The first week of Imperial Academy did not feel like school at all—it felt like a never-ending party. My friends and I talked and laughed and played together continually.

But as the saying goes, familiarity breeds contempt.

As that first week turned into two weeks, and as two weeks turned into a month, my friends and I started to get tired of each other. We began to be less forgiving of the occasional thoughtless comment and more eager to pick fights over frivolities. We began to split up into groups: two on two, one on three, three on one. We began to say things that purposefully hurt one person while sucking up to another.

As I got more familiar with Imperial Academy and the constant contact I had with my friends, I started to forget those lonely days at public school. I began to value my friends less and myself more. I started thinking about what I could get from my friends rather than what I could give to them. And as I thought more of myself and how I benefited from interacting with my friends, I started to become more easily annoyed by their particular peculiarities. I became less forgiving and more biting. We all did.

School started to feel less like a party and more like a prison. At the beginning, I had been excited to go to bed so I could wake up and go to school the next morning. Now I began to dread bedtime as it inevitably approached each night.

I remember studying for the Geography Bowl with two of the girls in my class. They began to laugh and talk about something that I didn’t know about. I was immediately jealous. To get back at them, I reasoned, I needed to go hang out with another girl and pretend we had secrets too. With that, I promptly left those two to go find the other one.

Of course, I did not realize what was happening back then, but thinking about it in retrospect has taught me an important lesson. It takes work—conscious effort—to be friendly. It takes constant work to suppress human nature and the tendency to become frustrated and jealous. God wants us always to be cheerful and focused on giving (Acts 20:35), but the carnal mind is naturally hostile to what God wants us to do (Romans 8:7). Our natural tendency is to be focused on the self, and that often results in being carelessly callous toward others. It might not be deliberate, but it happens nevertheless, and in order to counteract that natural inclination, we must make a conscious effort to be outgoing and friendly.

If you want to have friends, Proverbs 18:24 says that you must be friendly yourself. No one wants to hang around a grumpy person—grumpiness spreads easily from one person to another. Unless you want to go around sad or angry or depressed all day, you will generally avoid speaking to a crabby person.

At Imperial Academy that first year, my friends and I came dangerously close to losing one another. Our constant close proximity to each other broke down the barriers of friendly behavior and made us calloused and harsh. We stopped showing ourselves friendly, and our friendships suffered because of that.

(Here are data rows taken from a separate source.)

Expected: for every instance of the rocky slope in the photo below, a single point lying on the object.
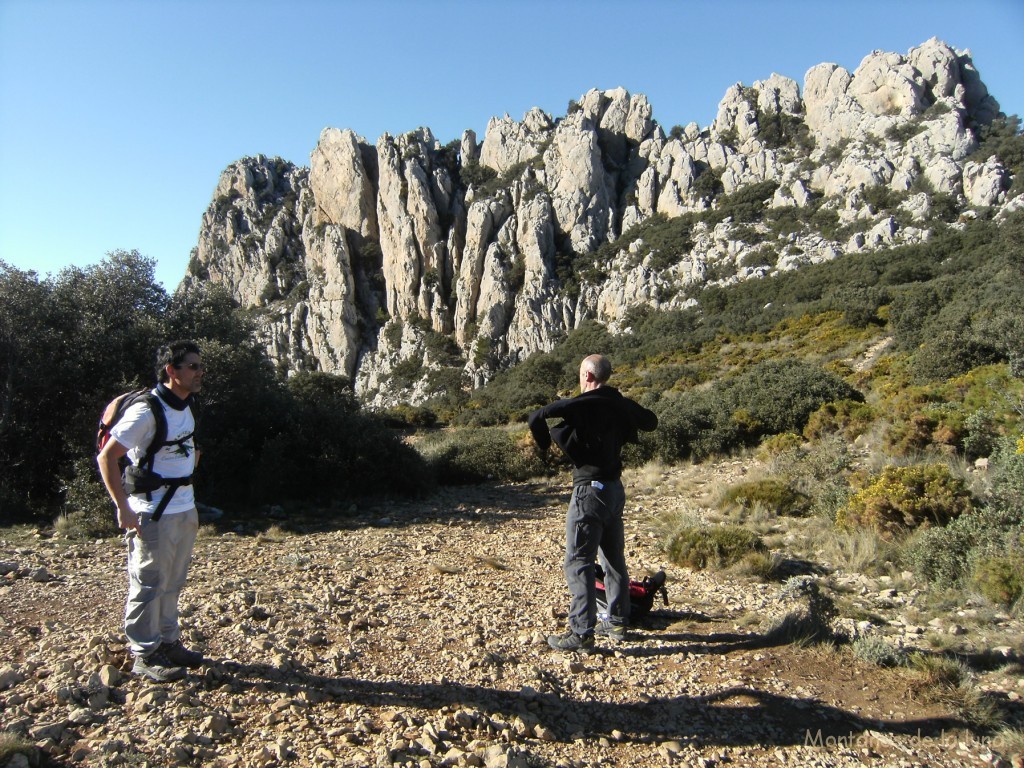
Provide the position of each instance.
(414, 635)
(470, 256)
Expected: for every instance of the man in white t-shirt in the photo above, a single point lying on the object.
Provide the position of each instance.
(160, 532)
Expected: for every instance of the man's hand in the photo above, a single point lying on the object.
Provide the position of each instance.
(128, 520)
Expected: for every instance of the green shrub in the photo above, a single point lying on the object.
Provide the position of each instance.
(1000, 579)
(811, 622)
(777, 444)
(478, 455)
(769, 494)
(88, 511)
(940, 555)
(877, 650)
(848, 418)
(717, 547)
(327, 449)
(905, 498)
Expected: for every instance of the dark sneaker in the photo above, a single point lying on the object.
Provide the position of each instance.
(178, 654)
(158, 668)
(572, 641)
(615, 632)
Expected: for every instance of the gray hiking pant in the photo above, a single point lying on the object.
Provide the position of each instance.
(158, 564)
(594, 526)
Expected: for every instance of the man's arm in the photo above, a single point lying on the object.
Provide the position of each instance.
(539, 428)
(110, 469)
(644, 419)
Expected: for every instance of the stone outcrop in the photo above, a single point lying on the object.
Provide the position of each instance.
(409, 255)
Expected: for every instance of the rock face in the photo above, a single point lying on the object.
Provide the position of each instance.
(468, 257)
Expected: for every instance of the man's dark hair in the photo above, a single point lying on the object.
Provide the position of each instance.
(173, 354)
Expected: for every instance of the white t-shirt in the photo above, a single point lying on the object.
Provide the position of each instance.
(136, 429)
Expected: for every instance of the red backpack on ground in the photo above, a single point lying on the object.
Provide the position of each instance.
(642, 594)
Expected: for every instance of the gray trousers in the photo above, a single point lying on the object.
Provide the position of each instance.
(594, 526)
(158, 564)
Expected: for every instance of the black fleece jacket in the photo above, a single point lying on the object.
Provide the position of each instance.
(594, 428)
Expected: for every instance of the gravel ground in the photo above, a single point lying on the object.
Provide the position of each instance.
(414, 635)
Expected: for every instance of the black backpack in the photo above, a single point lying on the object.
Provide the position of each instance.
(139, 478)
(642, 594)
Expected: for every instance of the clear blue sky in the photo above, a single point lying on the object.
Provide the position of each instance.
(118, 116)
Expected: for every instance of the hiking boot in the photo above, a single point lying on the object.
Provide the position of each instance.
(615, 632)
(571, 641)
(178, 654)
(158, 668)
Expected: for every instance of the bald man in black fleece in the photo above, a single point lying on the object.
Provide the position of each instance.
(595, 426)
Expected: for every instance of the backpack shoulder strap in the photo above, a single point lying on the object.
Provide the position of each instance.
(160, 436)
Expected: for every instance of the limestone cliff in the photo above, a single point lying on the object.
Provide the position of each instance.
(412, 266)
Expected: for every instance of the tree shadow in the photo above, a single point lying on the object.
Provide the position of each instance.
(486, 503)
(737, 716)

Thankfully, we all learned from that first year at Imperial Academy. We were able to resolve our differences over the next few years of middle and high school, and we are still great friends to this day. We came out on the other side of that first year better friends than we were before because we had each learned that we needed to focus on being outgoing.

If you ever find yourself arguing with your friends, stop and figure out why. Nine times out of 10, it will be because you are focused on yourself instead of your friends. My friends and I turned inward. We focused on what we could get from each other, and that lead to a lot of fighting. But when you are constantly trying to find ways to make your friends happy rather than yourself, it will be much easier to overlook that one little thing they do that drives you absolutely insane. If you ever find yourself slipping into the same rotten mindset that we fell into, pray about it! Ask God to help you get the focus off yourself—and then go out and make a conscious effort to focus on others. If you do, you will have best friends, and those friendships will last forever.